Optical diagnostics and chemical kinetic analysis on the dual-fuel combustion of methanol and high reactivity fuels

Abstract

Dual-fuel combustion is an effective method to utilize methanol because of its high octane number and latent heat of evaporation. Two ways to use methanol are discussed. One is port-injected high reactivity fuel and directed-injected methanol, named as active-thermal atmosphere combustion (ATAC). The other is port-injected methanol and direct-injected high reactivity fuel, which is reactivity-controlled compression ignition (RCCI). In the current work, both methanol combustion modes were investigated in an optical engine.
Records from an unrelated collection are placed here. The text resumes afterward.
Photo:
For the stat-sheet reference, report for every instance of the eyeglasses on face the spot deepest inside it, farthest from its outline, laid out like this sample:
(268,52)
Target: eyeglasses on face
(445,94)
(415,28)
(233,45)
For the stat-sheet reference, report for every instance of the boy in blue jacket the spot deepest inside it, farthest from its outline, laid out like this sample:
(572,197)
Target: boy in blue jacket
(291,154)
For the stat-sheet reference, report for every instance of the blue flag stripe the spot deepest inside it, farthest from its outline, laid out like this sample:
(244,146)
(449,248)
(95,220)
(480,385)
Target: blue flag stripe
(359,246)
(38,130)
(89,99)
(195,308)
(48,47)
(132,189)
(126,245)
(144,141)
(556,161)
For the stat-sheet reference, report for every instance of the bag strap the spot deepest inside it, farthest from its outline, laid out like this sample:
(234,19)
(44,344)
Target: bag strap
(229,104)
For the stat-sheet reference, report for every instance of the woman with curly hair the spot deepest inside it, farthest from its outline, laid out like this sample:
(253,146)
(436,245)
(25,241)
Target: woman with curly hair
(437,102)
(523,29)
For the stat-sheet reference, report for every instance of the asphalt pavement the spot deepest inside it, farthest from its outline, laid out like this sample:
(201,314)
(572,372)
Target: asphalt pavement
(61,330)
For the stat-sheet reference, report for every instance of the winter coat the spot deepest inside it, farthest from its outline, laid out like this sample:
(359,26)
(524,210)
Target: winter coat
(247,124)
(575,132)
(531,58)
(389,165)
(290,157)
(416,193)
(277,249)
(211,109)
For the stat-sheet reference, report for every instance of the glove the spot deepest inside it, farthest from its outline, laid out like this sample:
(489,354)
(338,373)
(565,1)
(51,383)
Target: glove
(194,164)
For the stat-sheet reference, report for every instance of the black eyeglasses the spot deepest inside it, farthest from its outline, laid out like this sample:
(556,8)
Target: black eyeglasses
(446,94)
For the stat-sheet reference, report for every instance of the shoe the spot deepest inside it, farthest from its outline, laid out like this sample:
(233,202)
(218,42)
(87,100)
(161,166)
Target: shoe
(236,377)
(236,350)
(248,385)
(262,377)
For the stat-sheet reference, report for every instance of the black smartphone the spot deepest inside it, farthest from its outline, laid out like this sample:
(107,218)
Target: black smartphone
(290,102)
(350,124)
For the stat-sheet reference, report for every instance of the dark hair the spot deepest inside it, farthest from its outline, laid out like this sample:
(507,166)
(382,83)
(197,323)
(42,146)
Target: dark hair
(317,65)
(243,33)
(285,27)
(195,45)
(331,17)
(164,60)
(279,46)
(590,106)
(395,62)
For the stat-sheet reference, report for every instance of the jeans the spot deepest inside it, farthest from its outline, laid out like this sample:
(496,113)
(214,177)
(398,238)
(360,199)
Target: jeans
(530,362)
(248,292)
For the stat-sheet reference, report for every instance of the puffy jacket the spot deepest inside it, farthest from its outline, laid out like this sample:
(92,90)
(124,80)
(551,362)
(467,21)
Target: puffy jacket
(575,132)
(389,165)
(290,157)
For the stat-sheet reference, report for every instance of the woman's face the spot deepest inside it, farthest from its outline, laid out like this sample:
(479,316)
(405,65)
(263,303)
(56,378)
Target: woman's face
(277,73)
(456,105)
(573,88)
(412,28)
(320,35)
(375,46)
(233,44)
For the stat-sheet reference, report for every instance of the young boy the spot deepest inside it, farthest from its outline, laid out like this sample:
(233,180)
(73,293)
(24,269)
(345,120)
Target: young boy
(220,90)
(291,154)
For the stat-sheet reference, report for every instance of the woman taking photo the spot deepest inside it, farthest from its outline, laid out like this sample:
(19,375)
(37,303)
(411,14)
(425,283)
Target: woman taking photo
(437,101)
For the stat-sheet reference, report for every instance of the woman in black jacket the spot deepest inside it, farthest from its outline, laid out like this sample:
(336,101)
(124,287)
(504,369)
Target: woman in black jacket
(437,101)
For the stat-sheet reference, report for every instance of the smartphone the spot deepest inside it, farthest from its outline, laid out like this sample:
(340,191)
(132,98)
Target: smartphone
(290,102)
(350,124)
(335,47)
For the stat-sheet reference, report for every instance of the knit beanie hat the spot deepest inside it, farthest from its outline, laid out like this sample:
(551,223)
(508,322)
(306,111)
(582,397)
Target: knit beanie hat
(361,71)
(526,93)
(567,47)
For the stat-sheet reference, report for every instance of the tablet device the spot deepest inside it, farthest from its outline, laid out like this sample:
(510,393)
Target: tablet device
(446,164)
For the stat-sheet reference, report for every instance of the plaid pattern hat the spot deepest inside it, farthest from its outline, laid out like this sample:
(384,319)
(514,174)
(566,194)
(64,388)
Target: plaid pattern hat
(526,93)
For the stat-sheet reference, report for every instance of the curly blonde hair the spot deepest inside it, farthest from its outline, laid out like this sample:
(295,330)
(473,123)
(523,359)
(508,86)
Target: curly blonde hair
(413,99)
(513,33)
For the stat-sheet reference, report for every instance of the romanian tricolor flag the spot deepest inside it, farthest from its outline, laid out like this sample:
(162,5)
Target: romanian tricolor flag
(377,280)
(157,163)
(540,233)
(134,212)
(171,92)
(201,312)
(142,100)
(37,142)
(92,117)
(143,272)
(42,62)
Several optically diagnostic methods were utilized to characterize flame features, including flame natural luminosity imaging, OH* natural luminosity imaging and two-color method by wavelength integration. Meantime, the chemical kinetics simulation was also combined to investigate the effects of active atmosphere and thermal atmosphere on methanol combustion. Results show that as for methanol ATAC, when the methanol is direct-injected during the low temperature heat release (LTHR) stage of n-heptane, it causes significant effects on the combustion phasing of the following high temperature heat release (HTHR). When the methanol is direct-injected during the HTHR stage of n-heptane, the single-peak HTHR turns to the double-peak HTHR. Besides, the yellow diffusion flame of methanol can also be observed. Affected by the in-cylinder vortex, the area and intensity of the OH* signal in the vortex squeeze zone are greater than those in the vortex stretch zone. The flame temperature of methanol maintains in 1800–2500 K at CA50 (the crank angle of 50% mixtures is burned completely), while the maximum KL factor maintains in 0.04–0.05. The thermal atmosphere created by the n-heptane combustion has the dominant effects on shortening the ignition delay of methanol. The effects of active atmosphere are limited. As for methanol/high reactivity fuel RCCI, because of the existence of homogeneous low reactivity methanol, the misfire condition occurs when the direct injection (DI) timing is late. With the DI timing of high reactivity fuel advancing, the combustion stability improves. But the flame development progress is mainly low-speed flame propagation, which results in long combustion duration. The combustion characteristics can be further improved by utilizing higher reactivity fuel, such as n-dodecane, specifically, the combustion phasing advances and the number of auto-ignition spots increases.